Die Motive entstehen aus persönlichen Erinnerungen und inneren Reflexionsprozessen. Diese verbindet Paulun immer wieder mit philosophischen Fragestellungen sowie kunsthistorischen Bezügen, die subtil in die Bildstruktur einfließen.
Charakteristisch für seine Malerei sind die reduzierte Farbpalette, eine präzise Komposition und ein bewusst eingesetzter Umgang mit der Materialität der Ölfarbe. Daraus entstehen Bilder, die weniger auf unmittelbaren Effekt zielen als auf eine nachhaltige, stille Präsenz.
Paulun studierte an der Alanus Hochschule und war Meisterschüler von Prof. Andreas Orosz. In dieser Zeit entwickelte er eine eigenständige künstlerische Position, die genaue Beobachtung mit handwerklicher Souveränität verbindet. Für ihn ist Malerei ein Mittel der Auseinandersetzung - mit dem eigenen Bild ebenso wie mit grundlegenden Fragen von Wahrnehmung und Existenz.
Nico Sawatzki & Christopher Kieling – „Neuland“ Die zweite Ausstellung unter dem Titel „Neuland“ vereint Arbeiten des Regensburger Künstlers Nico Sawatzki und des Berliner Künstlers Christopher Kieling.
Christopher Kielings (*1988) aktuelle Arbeiten entstehen im Zusammenspiel digitaler und malerischer Prozesse. Ausgangspunkt ist häufig kunsthistorisches Bildmaterial, insbesondere aus der Renaissance wie zum Beispiel die Magdalena von Tizian, die er in 3D-Programme überführt, modelliert und weiterentwickelt. Fragmente dieser digitalen Konstruktionen bilden die Grundlage seiner Malerei.

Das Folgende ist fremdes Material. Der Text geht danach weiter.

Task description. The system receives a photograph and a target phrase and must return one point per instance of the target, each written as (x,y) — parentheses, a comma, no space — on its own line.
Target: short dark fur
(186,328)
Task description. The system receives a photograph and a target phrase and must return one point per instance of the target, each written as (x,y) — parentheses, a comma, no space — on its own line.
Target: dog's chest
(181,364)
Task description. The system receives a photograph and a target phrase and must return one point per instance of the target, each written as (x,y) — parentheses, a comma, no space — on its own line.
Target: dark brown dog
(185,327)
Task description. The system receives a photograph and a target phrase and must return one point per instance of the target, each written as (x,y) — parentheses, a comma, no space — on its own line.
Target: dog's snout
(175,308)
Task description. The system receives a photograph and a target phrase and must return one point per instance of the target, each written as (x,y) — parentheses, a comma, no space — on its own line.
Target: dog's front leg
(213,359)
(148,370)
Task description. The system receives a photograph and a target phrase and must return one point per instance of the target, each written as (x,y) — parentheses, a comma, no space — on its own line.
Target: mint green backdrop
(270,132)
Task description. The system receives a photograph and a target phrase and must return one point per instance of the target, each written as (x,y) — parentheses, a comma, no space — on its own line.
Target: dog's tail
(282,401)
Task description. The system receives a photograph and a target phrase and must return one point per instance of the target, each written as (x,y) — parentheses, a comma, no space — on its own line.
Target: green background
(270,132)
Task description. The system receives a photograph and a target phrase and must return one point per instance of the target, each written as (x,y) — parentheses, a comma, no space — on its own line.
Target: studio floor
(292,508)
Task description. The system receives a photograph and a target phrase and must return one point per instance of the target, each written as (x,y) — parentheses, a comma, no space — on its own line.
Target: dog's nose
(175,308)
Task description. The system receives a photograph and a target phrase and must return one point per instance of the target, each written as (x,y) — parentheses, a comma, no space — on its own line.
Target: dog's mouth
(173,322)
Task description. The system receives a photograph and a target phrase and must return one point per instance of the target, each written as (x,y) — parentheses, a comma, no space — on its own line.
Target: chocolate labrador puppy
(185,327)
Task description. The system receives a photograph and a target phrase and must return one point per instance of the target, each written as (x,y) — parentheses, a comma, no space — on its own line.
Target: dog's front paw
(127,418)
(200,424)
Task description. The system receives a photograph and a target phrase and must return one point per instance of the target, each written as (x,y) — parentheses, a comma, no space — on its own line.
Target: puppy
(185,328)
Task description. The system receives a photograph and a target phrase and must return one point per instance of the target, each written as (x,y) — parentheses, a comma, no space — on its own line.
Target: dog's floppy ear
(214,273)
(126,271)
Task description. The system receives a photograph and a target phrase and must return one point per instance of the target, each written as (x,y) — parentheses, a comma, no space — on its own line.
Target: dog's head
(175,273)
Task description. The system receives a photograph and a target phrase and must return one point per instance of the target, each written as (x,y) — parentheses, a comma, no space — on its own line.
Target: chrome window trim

Die Motive bewegen sich dabei bewusst an der Grenze zwischen Figuration und Abstraktion. Bekanntes wird verfremdet, aufgelöst und neu zusammengesetzt, wobei das isolierte Detail in den Fokus rückt.
Kieling verbindet präzise digitale Konstruktion mit kontrollierter malerischer Ausführung. Mit Ölfarbe überlagert er klare Formen mit fließenden Elementen und schafft so Bildräume, die zugleich strukturiert und offen wirken.
Er studierte Grafikdesign am Central Saint Martins College in London - ein Hintergrund, der seine klare, zugleich bewusst ambivalente Bildsprache prägt.
Nico Sawatzki (*1984) verwandelt Malerei in einen Schwebezustand zwischen Erinnerung und Wahrnehmung. Ausgehend von seiner Herkunft aus der Street-Art entwickelt er mit Acryl und Sprühlack vielschichtige Bildräume, in denen sich Konstruktion und Auflösung, Nähe und Ferne, Licht und Dämmerung permanent verschieben. Seine Arbeiten wirken wie atmosphärische Landschaften ohne festen Ort - offen für Projektionen, getragen von intensiver Farbigkeit und einer subtilen räumlichen Spannung.
In einem aufwendigen Schichtprozess entstehen Oberflächen, die er ausbaut verdichtet und wieder auflöst. Gerade diese Bewegung zwischen Setzen und dem bewussten Abtragen von Farbschichten verleiht seinen Werken eine außergewöhnliche Tiefe und persönliche Handschrift. Auch wenn sich in vielen seiner Arbeiten Landschaften erkennen lassen, interessiert Sawatzki nicht das Abbild dieser, sondern der emotionale Nachhall, Stimmungen, Fragmente und Erinnerungen.
Seit 2012 arbeitet der in Regensburg geborene Künstler freischaffend und ist mit Ausstellungen und Sammlungspräsenz international vertreten, unter anderem in den USA, Kanada und Südkorea. Heute verbindet seine Malerei die Direktheit urbaner Herkunft mit einer präzisen, poetischen Bildsprache, die zwischen Abstraktion und Erinnerung eine eigenständige, unverwechselbare Position einnimmt.